= May Greene =

American composer and vaudeville performer

May Greene (born May 31, ?1890; death date unknown) was the professional name of composer and vaudeville performer Mary O’Donnell.

==Biography==
May Greene (sometimes spelled “Green”) was born Mary Greenberg to Carlos (sometimes Charles) and Rose Greenberg. Mary's month and day of birth is nearly always recorded as May 31, but the year varies among documents, from 1884 to 1892. The Greenbergs immigrated from Odessa in 1891, joining a growing community of Russian Jews in Boston; Carlos worked first as a pedlar and then established a poultry market downtown. As a child Mary was active at Dorothea Dix House, a settlement school that in 1896 became a home for children of actors. This resulted in her first recorded stage appearance, in 1902, as “little May Green” in a production of Peg Wolfington at the Castle Square Theatre. On March 3, 1907, Mary married Timothy O’Donnell, an actor (born in Wilbraham, Massachusetts on May 30, 1886), in a civil ceremony at Lawrence, Massachusetts. They gave a New York address, although other indications are that Mary continued to be based in Boston, living with her parents, until at least 1914. Thereafter they occupied a series of New York apartments.

At some time in the 1910s most members of the family changed their surname to “Greene.” Mary's brother William enlisted under that name and died in World War I on August 3, 1918; in 1921 a square in Boston was renamed in his honor. In the late 1910s Timothy O’Donnell stopped performing and became a much-respected manager, employed primarily in the Pat Casey agency. The O’Donnells thrice went to Europe, in part to visit William Greene's grave; and in 1922 Mary started a business in imported fabrics, first with co-performer Arthur Astill and later with her sister Hattie (Hannah). The sisters may have been joined by their father, Carlos, still in Boston; in the 1930 census he gave his occupation as “clothing.” Timothy O’Donnell died on January 29, 1932, and was buried in Kensico Cemetery. Mary's subsequent history is unknown.

==Performer==
After appearances as a child in 1902 and 1903, “Little May Green” reappeared in 1910 in vaudeville, with performances over the next four years noted in Boston, New Hampshire, and New York. In 1914 she traveled to London, apparently for the second time, and opened there on the day war was declared; plans to return in April 1915 had to be abandoned. She played a part in founding the National Vaudeville Artists in 1916 and remained active in the organization. Her career dwindled after 1918; a 1919 review noted that her act “would not do for the better time,” asserted that “her voice is weak,” and summarized rather dismissively, “The act, as a whole, is fair and should be able to play the middle class houses.”

==Composer==
The evidence that May Greene, the performer, was also May Greene, the composer, is circumstantial but convincing. Greene wrote three piano solos and at least sixteen songs, all but two in collaboration with lyricist Billy Lang and nearly all published in Boston. Greene was a favorite as Lang's “assistant” in the Boston office of Leo Feist; she may, in fact, have served as a song plugger there. Greene and Lang's first publication was in 1908, when both were entering the business, and their last was in 1918, when Greene's performing career started winding down. May Greene (Mary Greenberg) maintained a home in Boston during the years that the two worked together, and when she settled in New York in the late 1910s her song-writing ceased.

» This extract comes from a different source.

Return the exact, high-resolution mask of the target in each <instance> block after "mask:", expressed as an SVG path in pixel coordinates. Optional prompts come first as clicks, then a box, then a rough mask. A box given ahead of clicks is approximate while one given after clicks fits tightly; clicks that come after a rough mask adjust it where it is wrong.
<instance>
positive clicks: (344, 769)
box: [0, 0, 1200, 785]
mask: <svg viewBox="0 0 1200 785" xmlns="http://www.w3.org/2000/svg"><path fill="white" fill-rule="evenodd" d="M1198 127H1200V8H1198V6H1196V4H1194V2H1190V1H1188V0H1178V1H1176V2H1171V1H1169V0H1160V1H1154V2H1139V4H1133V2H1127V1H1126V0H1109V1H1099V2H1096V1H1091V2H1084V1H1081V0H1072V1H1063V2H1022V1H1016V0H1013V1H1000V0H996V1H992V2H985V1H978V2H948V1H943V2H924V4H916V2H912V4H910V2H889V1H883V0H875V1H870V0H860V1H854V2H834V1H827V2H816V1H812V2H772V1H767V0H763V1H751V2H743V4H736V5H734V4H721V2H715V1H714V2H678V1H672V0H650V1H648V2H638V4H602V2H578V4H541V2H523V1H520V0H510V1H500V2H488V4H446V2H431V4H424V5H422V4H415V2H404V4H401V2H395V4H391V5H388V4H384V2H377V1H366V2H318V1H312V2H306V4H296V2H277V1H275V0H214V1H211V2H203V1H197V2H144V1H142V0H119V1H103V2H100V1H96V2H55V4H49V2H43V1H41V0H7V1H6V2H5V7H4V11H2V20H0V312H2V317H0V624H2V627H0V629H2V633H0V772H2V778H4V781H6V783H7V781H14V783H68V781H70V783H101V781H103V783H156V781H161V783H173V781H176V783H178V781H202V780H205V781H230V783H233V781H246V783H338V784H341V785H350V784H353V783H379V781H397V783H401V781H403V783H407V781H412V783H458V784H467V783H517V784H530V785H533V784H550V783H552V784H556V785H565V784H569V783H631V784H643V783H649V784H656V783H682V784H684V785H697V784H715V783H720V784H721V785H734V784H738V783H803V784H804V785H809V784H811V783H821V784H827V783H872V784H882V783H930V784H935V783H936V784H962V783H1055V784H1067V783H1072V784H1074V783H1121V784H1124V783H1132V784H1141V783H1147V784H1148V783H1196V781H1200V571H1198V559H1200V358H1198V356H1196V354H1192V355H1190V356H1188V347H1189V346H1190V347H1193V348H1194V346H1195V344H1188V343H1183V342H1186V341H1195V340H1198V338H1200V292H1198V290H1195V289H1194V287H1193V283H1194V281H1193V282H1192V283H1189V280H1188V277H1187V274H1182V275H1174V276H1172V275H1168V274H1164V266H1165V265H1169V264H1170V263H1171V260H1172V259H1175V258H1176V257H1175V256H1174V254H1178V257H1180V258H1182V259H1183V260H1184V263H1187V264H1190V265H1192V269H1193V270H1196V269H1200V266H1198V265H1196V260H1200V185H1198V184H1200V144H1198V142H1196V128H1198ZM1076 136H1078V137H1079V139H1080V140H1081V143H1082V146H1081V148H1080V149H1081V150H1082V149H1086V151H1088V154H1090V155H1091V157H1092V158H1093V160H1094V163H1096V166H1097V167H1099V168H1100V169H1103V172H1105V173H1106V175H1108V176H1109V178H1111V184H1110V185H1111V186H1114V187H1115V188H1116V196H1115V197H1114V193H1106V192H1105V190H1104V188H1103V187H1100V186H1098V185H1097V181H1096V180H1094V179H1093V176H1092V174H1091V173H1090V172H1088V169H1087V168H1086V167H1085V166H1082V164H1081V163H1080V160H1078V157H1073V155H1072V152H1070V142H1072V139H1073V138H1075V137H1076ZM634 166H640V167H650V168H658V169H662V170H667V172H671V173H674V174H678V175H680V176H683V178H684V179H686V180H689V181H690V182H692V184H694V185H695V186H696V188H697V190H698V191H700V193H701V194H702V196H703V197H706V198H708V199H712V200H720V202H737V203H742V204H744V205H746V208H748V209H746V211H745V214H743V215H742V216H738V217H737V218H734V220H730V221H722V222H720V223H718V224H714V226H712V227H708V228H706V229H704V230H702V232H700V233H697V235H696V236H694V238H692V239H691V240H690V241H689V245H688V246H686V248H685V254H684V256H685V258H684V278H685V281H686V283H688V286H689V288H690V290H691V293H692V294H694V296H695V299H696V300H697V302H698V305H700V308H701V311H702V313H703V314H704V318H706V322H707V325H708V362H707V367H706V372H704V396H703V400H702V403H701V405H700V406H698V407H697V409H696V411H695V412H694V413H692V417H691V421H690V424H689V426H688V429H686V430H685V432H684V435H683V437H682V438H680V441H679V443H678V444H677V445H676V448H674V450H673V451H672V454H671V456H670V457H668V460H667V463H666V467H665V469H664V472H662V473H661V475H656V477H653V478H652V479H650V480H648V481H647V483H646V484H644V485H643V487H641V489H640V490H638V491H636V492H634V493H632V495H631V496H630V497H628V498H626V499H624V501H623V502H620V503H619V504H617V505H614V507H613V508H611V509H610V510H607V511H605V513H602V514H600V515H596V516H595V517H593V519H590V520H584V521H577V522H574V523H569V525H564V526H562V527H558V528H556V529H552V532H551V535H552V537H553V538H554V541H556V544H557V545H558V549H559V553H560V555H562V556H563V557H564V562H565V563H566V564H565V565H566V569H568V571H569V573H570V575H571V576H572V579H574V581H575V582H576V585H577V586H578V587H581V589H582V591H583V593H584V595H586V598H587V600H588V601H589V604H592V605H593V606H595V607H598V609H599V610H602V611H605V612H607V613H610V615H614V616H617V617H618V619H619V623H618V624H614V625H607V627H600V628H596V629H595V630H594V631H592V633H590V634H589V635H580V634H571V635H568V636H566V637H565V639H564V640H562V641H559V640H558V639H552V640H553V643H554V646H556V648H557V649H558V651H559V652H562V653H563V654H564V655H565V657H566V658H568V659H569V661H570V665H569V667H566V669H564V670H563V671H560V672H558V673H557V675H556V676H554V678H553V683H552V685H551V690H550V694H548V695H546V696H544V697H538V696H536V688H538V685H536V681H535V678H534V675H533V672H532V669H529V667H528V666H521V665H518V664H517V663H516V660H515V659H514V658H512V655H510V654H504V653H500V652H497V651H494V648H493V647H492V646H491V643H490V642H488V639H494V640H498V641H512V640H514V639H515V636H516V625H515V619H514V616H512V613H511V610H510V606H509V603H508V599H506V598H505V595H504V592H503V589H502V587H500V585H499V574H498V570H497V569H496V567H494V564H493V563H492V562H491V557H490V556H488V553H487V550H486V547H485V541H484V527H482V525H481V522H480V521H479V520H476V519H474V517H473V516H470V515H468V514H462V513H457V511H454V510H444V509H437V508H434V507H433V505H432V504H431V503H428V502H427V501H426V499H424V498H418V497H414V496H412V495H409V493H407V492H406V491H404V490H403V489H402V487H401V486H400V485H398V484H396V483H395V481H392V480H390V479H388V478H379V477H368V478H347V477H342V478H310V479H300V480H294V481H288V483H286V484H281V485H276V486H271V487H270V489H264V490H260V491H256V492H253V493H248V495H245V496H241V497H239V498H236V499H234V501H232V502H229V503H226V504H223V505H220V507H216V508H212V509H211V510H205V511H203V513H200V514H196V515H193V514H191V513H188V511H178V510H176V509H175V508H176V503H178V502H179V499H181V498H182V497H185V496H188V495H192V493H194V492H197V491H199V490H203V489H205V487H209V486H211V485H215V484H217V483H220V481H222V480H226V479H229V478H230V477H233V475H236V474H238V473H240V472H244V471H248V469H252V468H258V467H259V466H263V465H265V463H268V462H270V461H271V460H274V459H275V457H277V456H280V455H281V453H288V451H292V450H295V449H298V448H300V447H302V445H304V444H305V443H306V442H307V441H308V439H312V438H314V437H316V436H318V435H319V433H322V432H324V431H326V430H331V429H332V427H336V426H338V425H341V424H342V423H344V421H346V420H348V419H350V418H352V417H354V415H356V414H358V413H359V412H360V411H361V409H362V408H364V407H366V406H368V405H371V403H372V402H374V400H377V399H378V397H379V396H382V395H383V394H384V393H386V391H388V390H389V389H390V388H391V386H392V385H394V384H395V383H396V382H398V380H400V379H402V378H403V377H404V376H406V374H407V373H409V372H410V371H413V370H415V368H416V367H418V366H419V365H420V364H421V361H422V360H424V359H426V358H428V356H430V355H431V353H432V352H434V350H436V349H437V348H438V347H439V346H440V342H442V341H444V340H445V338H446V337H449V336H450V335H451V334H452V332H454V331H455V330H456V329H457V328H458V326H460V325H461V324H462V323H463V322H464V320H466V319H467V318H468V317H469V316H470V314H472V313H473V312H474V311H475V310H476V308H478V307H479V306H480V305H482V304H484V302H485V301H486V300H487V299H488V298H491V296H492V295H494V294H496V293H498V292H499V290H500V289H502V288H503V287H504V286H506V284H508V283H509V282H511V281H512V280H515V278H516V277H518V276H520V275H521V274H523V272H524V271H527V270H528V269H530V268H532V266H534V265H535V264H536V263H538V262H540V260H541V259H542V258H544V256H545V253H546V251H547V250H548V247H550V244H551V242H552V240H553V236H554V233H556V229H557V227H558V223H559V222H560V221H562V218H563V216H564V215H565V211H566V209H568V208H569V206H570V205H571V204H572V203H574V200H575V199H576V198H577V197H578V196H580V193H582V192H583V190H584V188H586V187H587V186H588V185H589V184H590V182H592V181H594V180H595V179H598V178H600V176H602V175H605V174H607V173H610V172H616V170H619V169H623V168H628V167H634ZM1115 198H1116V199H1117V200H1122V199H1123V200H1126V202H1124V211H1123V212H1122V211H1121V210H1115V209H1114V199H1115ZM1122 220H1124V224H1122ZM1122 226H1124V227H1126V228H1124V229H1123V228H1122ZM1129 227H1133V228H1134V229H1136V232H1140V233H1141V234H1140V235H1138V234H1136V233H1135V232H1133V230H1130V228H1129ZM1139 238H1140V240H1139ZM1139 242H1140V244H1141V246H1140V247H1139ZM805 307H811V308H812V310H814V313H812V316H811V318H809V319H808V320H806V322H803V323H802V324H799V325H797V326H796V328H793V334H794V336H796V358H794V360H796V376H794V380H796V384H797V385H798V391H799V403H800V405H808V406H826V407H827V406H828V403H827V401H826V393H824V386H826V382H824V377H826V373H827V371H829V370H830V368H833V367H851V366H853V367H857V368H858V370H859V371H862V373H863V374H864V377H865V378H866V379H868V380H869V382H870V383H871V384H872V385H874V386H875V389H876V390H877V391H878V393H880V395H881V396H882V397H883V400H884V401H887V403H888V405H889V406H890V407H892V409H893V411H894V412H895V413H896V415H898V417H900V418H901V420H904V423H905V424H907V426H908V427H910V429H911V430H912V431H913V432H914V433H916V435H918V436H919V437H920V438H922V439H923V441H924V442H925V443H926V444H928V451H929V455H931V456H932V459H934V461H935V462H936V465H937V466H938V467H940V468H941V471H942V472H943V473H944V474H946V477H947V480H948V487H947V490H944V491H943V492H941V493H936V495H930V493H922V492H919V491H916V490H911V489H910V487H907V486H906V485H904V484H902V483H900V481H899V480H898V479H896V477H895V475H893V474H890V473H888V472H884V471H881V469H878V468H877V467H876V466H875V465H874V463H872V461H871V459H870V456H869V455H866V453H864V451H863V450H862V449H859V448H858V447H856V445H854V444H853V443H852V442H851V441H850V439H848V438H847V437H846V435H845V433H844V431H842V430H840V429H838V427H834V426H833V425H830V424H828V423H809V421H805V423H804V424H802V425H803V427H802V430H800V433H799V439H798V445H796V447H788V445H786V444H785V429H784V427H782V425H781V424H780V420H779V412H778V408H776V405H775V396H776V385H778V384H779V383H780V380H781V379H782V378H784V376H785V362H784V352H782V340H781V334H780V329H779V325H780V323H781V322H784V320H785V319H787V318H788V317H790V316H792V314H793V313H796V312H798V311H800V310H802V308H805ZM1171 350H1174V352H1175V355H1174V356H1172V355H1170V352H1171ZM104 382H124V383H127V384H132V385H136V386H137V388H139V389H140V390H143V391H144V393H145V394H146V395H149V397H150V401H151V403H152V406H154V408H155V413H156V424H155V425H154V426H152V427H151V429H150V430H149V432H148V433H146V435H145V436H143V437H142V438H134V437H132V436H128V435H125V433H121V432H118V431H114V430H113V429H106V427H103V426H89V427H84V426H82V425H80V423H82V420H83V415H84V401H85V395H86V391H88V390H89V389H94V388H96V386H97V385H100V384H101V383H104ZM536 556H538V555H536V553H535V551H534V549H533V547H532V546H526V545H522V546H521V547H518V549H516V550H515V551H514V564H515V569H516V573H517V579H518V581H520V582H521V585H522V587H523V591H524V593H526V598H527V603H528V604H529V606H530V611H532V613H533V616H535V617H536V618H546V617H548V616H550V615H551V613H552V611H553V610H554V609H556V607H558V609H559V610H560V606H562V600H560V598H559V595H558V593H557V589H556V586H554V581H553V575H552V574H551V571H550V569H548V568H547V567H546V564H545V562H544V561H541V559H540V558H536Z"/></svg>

Greene's music is conventional but well crafted. Two war songs—“A-M-E-R-I-C-A” (published by D. W. Cooper) and “I am sending criss-cross kisses to some one’s soldier boy” (published by Lang and Mendelsohn)—are noteworthy both because of the possible biographical link to Greene's brother and because she may have performed them herself: “G. J. H.” complained in 1919 that “her patriotic number … is untimely since the war’s end.” As composer and performer Greene is a minor figure; but her path from impoverished immigrant to modest success in popular entertainment, with changing identities and diverse abilities, is typical of rank-and-file show business figures at the time.